Дорога до Лесной Паутины прошла в молчании. Хью решил, что Джоселин почему-то не хочет разговаривать. Он был так счастлив, что и сам не хотел. Слова могли все испортить. В Лесной Паутине он помог ей выйти из повозки и повел за руку — как холодна была ее рука… она так напугана, его маленькая любовь… по траве к дому и через порог. Он повернулся к ней, чтобы приветствовать маленьким стишком, сочиненным по случаю. Хью умел обращаться с рифмами — эта сноровка передавалась то одному, то другому в клане, совершенно непредсказуемо попадая в те или иные черепные коробки. Он представлял себе эту сцену сотню раз: как вводит в дом невесту в шелках и белой вуали… но не с такими бледными губами и наполненными ужасом глазами. Только сейчас Хью понял, что происходит что-то очень плохое. Это не было милой дрожью и смущением счастливой невесты.
Они стояли в холле Лесной Паутины и смотрели друг на друга. Огонь мерцал в камине — Хью сам разжег его перед тем, как уйти на венчание, и поручил поддерживать мальчику-слуге — холл купался в розовых отсветах пламени, они падали на его прекрасную золотую невесту — которая больше ему не принадлежала.
— Джоселин, любовь моя, что не так?
Она нашла в себе силы ответить.
— Я не могу жить с тобой, Хью.
— Почему?
Она сказала ему. Она любит Фрэнка Дарка и, любя его, не может быть женой другого мужчины. Сейчас ее глаза не были больше ни голубыми, ни зелеными или серыми, они сверкали пламенем.
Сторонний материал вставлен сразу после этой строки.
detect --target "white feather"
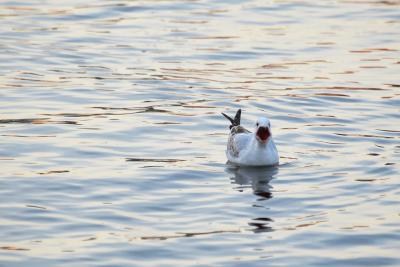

Это был ужасный миг. Хью открыл дверь и посмотрел на нее, белизна гнева покрыла его лицо, словно иней. Он произнес лишь одно слово:
— Иди.
Джоселин ушла, призраком в мерцании атласа и кружев, в холодный сентябрьский лунный свет, сияющий над холмом Лесной Паутины. В каком-то диком восторге она почти бежала домой в Серебряную Бухту. Когда проходила мимо кладбища, погребенные там предки, казалось, преследовали ее, таща обратно. Но не ее отец. Он спокойно лежал в своей могиле, спокойней, чем когда-либо, будучи живым. В
Джоселин не питала иллюзий. Она стала законной женой Хью и не могла выйти замуж за другого. Мысль о разводе никогда не приходила ей в голову. Но она была свободна, чтобы сохранить верность своей любви — этой чудесной страсти, что так внезапно заполнила ее душу и подарила крылья, — она почти летела, а не шла по дороге. Очарование любви поднимало ее над страхом и стыдом, ничто не могло затронуть ее, даже то, что ей предстояло. В таком восторженном состоянии она подошла к дверям дома матери, распугав танцоров, которые тотчас разошлись по домам, словно меж ними прошло привидение. Джоселин, неся на своей помятой фате холодную влагу осенней ночи, поднималась по лестнице, гадая, видел ли ее Фрэнк и что подумал. Но Фрэнка там не было. Через десять минут после того как Хью увез свою жену, пришла телеграмма для Фрэнка Дарка. Сайрус Дарк умирал в Саскачеване. Фрэнк тотчас ушел, чтобы запаковать свой едва распакованный саквояж и сесть на ранний паром, и, таким образом, возможно, избежал хлыста, которым ему молча угрожал безумец из Лесной Паутины и которого, нужно признать, он вовсе не заслуживал.
Фрэнк Дарк вернулся на запад, так и не узнав, что невеста его друга влюбилась в него. У него не было ни малейшего желания, чтобы такое произошло, хотя он думал о ней, как о чертовски симпатичной девушке. Да еще и с деньгами. Хью всегда был счастливчиком.
Джоселин помедлила у ворот своего дома, глядя на него с каким-то отвращением. Дом старого Клиффорда Пенхаллоу был чопорен, старомоден и лишен украшений, но среди туристов, что приезжали на остров летом, считался привлекательным и даже удостоился чести попасть на почтовую открытку. Он был построен на косе, уходящей в Серебряную Бухту. Скат крыши с одной стороны спускался почти до земли. Окна высоки и узки. Окружён небольшой, засеянной одной лишь травой лужайкой, которую Райчел Пенхаллоу подметала каждый день. Справа имелось несколько деревьев — тополь, клен и три яблони, за аккуратной каменной оградой. Слева — аккуратная калитка, ведущая в аккуратный выгон, — о, все здесь было аккуратным и чистым — где росло несколько плакучих ив. Миссис Клиффорд держала там свою корову. Позади виднелась ровная линия гавани, розовые штрихи песчаных дюн, а над ними — подернутый дымкой закат.